The Trump administration also wants to peel the UK off from its European partners and hopes it will join its effort to punish Iran. Britain still supports the Iran nuclear deal that Trump exited and has come under pressure from top US officials.
Trump’s state visit to London last month – masterminded by Darroch – was seen as Britain’s best chance to deploy its own leverage to win over the President.
But if anyone thought that the warmth of his Buckingham Palace welcome in a successful state visit last month would cause Trump to give Britain a pass when it needed it, they were wrong.
Ironically, Darroch had predicted as much in one of a flurry of dispatches dating back two years that were handed to the “Mail on Sunday” by an unknown leaker.
“We might be flavor of the month, but this is still the land of ‘America First,’” wrote Darroch, who in other memos described Trump as “inept” and his administration as mired in chaos.
British diplomats spent the weekend trying to contain the damage from the Mail’s scoop that rocked US-UK relations.
Given the decades of friendship forged in war between Washington and London, it’s likely that the current tensions will eventually be seen as just a wrinkle in a long relationship.
“Nobody is in a great position here,” former Defense Secretary Ashton Carter told CNN’s Erin Burnett on Monday, noting that Trump felt insulted and Britain embarrassed by the leak.
He added: “I would hope that we all recognize that this is a relationship that is bigger than this situation” and “any one personality.”
Search for the leaker
Back in London, May’s government repeatedly said it stood by Darroch and decried the motives of the unidentified leaker.
Different theories are being floated about the motivation of the leaker. Possibly, he or she was an official sympathetic to anti-European, pro-Trump factions in the Conservative Party who want Darroch gone to insert a new ambassador more ideologically in tune with Trump.

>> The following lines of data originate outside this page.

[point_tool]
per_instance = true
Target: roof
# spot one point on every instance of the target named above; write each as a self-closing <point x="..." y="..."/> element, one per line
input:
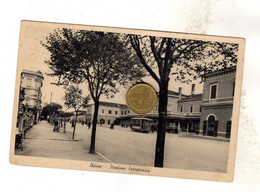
<point x="221" y="72"/>
<point x="174" y="93"/>
<point x="37" y="73"/>
<point x="192" y="97"/>
<point x="109" y="104"/>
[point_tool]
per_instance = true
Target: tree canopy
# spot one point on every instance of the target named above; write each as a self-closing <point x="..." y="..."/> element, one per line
<point x="74" y="99"/>
<point x="182" y="60"/>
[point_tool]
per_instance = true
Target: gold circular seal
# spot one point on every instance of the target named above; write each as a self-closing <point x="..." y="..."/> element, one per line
<point x="141" y="98"/>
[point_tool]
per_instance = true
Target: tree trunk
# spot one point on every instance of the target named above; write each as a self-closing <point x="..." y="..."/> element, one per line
<point x="73" y="134"/>
<point x="94" y="125"/>
<point x="162" y="123"/>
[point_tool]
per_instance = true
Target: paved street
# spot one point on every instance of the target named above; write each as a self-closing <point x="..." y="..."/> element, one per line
<point x="123" y="146"/>
<point x="41" y="141"/>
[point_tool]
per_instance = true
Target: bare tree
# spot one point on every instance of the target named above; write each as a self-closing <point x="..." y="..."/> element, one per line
<point x="102" y="60"/>
<point x="180" y="59"/>
<point x="74" y="99"/>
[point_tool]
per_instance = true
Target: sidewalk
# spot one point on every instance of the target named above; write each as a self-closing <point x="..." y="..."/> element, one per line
<point x="41" y="141"/>
<point x="199" y="136"/>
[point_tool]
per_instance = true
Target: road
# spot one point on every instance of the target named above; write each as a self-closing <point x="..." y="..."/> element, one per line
<point x="123" y="146"/>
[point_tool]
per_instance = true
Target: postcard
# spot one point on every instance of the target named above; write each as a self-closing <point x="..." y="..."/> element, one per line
<point x="127" y="101"/>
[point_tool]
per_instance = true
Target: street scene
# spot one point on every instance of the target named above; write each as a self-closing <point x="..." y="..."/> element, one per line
<point x="74" y="104"/>
<point x="182" y="151"/>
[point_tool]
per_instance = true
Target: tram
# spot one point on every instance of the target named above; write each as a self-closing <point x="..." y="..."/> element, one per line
<point x="141" y="124"/>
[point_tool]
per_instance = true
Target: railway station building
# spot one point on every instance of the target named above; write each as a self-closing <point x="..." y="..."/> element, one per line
<point x="208" y="113"/>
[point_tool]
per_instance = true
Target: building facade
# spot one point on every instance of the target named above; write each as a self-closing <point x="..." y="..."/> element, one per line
<point x="29" y="106"/>
<point x="208" y="113"/>
<point x="31" y="83"/>
<point x="217" y="102"/>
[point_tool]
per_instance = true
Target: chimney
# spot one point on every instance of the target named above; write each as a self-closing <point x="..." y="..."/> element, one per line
<point x="192" y="89"/>
<point x="180" y="92"/>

Perhaps someone from the next government wanted to send a sign to Trump that the days of traditional UK diplomats favorably disposed to the EU and the international establishment are numbered. In Tuesday’s “The Sun” newspaper, Foreign Secretary Jeremy Hunt – Darroch’s boss and Johnson’s last remaining rival in the leadership race – said officials would consider whether a hostile foreign power keen to disrupt relations between the US and Britain was behind the leak.

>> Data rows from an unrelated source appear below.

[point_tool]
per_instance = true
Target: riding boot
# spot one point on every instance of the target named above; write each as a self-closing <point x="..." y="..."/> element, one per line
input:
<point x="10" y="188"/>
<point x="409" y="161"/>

Trump’s friend, Nigel Farage, the anti-Europe Brexit Party leader who Trump has said would be a great ambassador in Washington, sought his own political leverage.
He blasted the current UK ambassador to Washington on his LBC Radio show as a “globalist,” adding “Kim Darroch is anti-Trump.”
The British government was left in a vulnerable position after Trump barred the doors for Darroch.
After all, the ambassador was only doing his job – providing blunt assessments of a foreign government to his superiors back home. If Trump can force Darroch home, he would send a message to any foreign government keen to exploit Britain’s willingness to bend to the will of a host nation.
And by replacing Darroch, the British government would be playing right into the hands of a leaker, who must have left British diplomats abroad uncertain whether their critical memos about foreign leaders will end up in the newspapers.
May’s office released a statement expressing May’s “full support” for Darroch.
“We have made clear to the US how unfortunate this leak is. The selective extracts leaked do not reflect the closeness of, and the esteem in which we hold, the relationship,” a spokesman said.
“At the same time we have also underlined the importance of Ambassadors being able to provide honest, unvarnished assessments of the politics in their country.”
So in the short term at least, Britain probably cannot afford to withdraw Darroch because of the precedent it would establish at home and to its envoys around the world.
Darroch was expected to leave by early next year anyway. It would not be a surprise if the new British Prime Minister finds a way to quietly finesse his departure before then.